Perhaps the most overlooked and least celebrated of central London’s Royal Parks, Green Park (officially The Green Park) is a peaceful oasis of leafy trees between the bustle of Piccadilly and traffic of Constitution Hill and part of an unending swathe of green which connects Kensington Gardens with, eventually, St James’ Park.
Originally meadowland used for hunting, the earliest known mention of the area where the park now stands was apparently in 1554 when it was believed to be a staging point for Thomas Wyatt (the younger) who led a group of rebels protesting against the marriage of Queen Mary I to King Philip II of Spain. The unfortunate – and unsuccessful (in terms of his rebellion at least) – Wyatt was later beheaded for treason.
In 1668, King Charles II had the park enclosed with a brick wall and stocked with deer, as well as having a ranger’s lodge and icehouse built (to keep his drinks cool when entertaining in summer). While it was initially known as Upper St James’s Park, by 1746 Green Park had its own name. It’s not really known what prompted the name change but the unofficial story is that Queen Catherine of Braganza, wife of King Charles II, found out that her philandering husband had picked some flowers there for another woman – a milkmaid.
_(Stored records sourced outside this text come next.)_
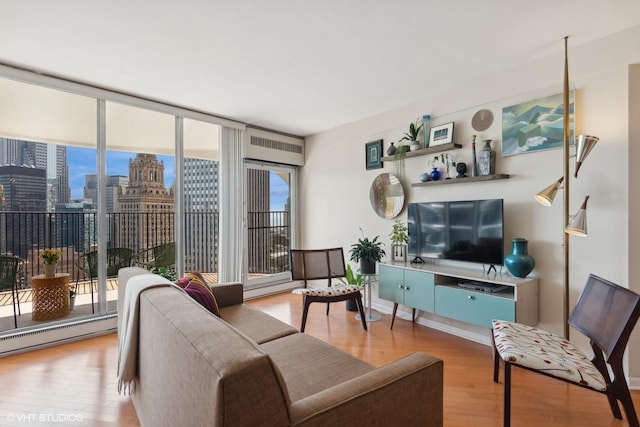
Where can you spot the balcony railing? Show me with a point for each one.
(25, 234)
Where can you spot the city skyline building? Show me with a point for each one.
(145, 208)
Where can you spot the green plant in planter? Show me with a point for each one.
(414, 129)
(399, 238)
(399, 234)
(352, 278)
(367, 253)
(166, 273)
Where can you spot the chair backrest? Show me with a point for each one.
(8, 271)
(606, 313)
(117, 258)
(164, 255)
(312, 264)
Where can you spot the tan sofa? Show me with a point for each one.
(247, 368)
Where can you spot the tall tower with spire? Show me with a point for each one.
(145, 208)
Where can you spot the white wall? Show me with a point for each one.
(334, 184)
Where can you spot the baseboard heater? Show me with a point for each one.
(31, 339)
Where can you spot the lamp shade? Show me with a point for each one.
(584, 145)
(578, 225)
(546, 196)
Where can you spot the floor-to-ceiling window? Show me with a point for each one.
(269, 226)
(47, 138)
(86, 174)
(201, 199)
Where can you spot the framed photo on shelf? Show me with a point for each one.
(373, 153)
(441, 135)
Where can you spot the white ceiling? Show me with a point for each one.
(293, 65)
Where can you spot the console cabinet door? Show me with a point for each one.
(390, 283)
(419, 290)
(473, 307)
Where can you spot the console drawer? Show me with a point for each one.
(473, 307)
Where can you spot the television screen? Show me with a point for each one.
(469, 231)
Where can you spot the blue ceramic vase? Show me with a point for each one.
(435, 174)
(519, 262)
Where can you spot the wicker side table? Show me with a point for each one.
(50, 296)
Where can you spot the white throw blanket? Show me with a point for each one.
(128, 335)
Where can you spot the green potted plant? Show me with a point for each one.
(367, 253)
(399, 240)
(353, 279)
(412, 135)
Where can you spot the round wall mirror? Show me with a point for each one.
(386, 196)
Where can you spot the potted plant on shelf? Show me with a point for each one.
(353, 279)
(399, 240)
(50, 257)
(367, 253)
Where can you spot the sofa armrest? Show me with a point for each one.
(228, 293)
(407, 392)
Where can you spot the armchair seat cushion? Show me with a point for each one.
(328, 291)
(546, 352)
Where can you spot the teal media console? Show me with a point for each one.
(439, 290)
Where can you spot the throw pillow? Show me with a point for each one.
(199, 291)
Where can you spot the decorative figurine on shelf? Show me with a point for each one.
(474, 162)
(461, 168)
(426, 128)
(435, 174)
(487, 159)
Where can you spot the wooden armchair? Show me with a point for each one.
(314, 264)
(606, 313)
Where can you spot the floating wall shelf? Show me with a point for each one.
(425, 151)
(463, 180)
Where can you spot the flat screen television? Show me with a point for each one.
(471, 231)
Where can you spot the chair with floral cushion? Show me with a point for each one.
(606, 314)
(316, 264)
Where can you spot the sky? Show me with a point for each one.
(82, 161)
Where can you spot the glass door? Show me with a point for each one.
(269, 222)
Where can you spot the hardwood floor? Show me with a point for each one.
(79, 379)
In revenge, she had every flower in the park pulled up with orders they were not to be replanted. To this day, while some 250,000 daffodils bloom here in spring, there remain no formal flowerbeds in the park.
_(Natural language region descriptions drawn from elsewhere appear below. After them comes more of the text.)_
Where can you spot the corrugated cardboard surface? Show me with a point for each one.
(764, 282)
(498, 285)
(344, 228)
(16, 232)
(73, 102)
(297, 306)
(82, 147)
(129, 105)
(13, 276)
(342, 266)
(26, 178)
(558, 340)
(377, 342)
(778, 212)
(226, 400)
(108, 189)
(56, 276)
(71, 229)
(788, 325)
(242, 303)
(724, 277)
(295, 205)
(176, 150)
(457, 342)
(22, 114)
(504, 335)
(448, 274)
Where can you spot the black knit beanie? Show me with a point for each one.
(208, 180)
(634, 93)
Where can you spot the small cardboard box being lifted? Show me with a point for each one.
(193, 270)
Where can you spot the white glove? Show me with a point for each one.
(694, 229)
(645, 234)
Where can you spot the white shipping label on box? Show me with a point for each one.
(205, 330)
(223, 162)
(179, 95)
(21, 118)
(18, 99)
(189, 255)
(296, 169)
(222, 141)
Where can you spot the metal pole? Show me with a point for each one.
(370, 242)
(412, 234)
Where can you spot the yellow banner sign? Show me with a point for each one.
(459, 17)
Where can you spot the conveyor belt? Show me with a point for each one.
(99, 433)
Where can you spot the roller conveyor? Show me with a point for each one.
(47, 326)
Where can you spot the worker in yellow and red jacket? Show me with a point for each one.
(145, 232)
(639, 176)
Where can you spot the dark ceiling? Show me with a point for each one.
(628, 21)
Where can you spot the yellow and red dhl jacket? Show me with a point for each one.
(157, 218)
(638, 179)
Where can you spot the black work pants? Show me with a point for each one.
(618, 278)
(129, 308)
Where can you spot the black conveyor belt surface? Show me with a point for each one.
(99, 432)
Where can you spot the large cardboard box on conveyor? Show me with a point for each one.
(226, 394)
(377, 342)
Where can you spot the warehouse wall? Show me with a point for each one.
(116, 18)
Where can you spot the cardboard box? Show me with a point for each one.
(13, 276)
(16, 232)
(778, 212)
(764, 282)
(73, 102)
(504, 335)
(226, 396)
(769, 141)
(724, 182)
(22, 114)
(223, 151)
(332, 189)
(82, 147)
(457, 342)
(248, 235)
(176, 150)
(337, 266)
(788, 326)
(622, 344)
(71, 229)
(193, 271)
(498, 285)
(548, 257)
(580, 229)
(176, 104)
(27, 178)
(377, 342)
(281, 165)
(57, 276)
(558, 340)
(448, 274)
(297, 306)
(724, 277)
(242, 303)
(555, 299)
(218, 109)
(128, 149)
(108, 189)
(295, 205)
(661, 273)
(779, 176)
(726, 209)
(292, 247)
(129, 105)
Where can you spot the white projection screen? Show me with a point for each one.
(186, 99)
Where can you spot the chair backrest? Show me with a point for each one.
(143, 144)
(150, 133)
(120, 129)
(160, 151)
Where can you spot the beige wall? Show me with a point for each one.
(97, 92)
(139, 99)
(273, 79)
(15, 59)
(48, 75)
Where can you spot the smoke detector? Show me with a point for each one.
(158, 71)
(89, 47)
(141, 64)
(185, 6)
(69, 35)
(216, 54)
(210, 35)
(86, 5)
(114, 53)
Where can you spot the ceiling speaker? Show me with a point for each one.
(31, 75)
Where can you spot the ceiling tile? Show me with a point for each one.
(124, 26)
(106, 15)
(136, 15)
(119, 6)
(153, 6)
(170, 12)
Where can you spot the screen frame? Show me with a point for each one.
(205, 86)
The 47 acre (19 hectare) park, which was also used on occasion as a duelling ground, underwent further development at the beginning of the following century with the creation of the ornamental Tyburn Pool near the centre of the park.
Queen Caroline, the wife of King George II, meanwhile, had a reservoir built to supply water to St James’s Palace and Buckingham Palace (it was known as the Queen’s Basin) as well as a library and the Queen’s Walk. Planted in 1730, this runs along the eastern side of the park and helped to turn it into a fashionable place in which to be seen (and led to the building of many a mansion in nearby Piccadilly).
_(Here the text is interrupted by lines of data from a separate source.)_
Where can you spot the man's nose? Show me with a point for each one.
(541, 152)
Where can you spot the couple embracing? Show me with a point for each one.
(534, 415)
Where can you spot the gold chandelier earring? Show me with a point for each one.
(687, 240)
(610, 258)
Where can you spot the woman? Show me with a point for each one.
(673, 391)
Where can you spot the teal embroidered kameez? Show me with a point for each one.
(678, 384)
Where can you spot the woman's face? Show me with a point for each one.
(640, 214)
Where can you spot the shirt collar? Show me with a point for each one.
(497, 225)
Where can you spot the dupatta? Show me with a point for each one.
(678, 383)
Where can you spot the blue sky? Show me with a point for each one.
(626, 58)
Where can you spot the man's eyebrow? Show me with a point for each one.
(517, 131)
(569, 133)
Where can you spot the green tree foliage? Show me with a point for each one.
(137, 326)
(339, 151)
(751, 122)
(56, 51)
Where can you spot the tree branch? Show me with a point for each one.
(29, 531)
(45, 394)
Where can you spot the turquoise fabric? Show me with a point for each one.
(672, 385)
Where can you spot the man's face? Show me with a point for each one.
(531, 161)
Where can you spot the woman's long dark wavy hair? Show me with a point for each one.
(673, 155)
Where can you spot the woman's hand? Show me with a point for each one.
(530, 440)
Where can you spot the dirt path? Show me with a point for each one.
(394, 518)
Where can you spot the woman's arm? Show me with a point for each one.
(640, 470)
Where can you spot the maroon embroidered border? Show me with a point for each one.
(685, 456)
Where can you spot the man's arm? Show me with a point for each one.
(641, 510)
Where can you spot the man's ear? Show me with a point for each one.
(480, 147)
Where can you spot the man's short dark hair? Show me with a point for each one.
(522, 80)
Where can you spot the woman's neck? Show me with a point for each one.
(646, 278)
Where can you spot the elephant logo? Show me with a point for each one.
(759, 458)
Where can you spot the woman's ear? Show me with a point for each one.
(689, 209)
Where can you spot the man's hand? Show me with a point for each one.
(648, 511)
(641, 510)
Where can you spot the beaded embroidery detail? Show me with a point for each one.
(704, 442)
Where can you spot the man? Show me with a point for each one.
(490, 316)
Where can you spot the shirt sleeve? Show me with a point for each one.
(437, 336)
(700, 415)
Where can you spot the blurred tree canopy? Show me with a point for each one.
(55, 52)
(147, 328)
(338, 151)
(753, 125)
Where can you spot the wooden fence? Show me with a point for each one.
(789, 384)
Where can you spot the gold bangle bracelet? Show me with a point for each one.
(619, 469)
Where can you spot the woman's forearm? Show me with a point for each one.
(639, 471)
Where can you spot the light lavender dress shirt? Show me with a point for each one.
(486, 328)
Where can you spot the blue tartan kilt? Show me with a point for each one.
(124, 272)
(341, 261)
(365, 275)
Other buildings in the park have included two temporary ‘temples’ – the Temple of Peace (erected in 1749 to mark the end of the War of Austrian Succession) and the Temple of Concord (erected in 1814 to mark 100 years of the rule of the Hanoverian dynasty). Both of these, believe it or not, burnt down during the celebrations they were built for.
The park, which underwent a redesign in which the first trees were planted in the 1820s as part of architect John Nash’s grand plans for St James’s Park, was opened to the general public in 1826 but by then many of its earlier features – including the ranger’s house, Tyburn Pool and the Queen’s Basin – were already gone.
In more recent times, war memorials have been added to the park – the maple-leaf daubed, Pierre Granche-designed memorial to Canadian soldiers in 1994 (Canada is also remembered in Canada Gate on the park’s south side, installed in 1908 to mark the nation’s contribution to the Empire), and a set of memorial gates on Constitutional Hill at the park’s western end which is dedicated to the five million people from the Indian Sub-Continent, Africa and the Caribbean who served in World War II in 2004. The park also features the ‘Diana fountain’, installed in 1952 by the Constance Fund (and currently undergoing restoration).
On 14th June, a 41 royal gun salute is fired here to mark the Queen’s birthday. Salutes are also fired here for the State Opening of Parliament in November or December, Remembrance Sunday, and for State Visits.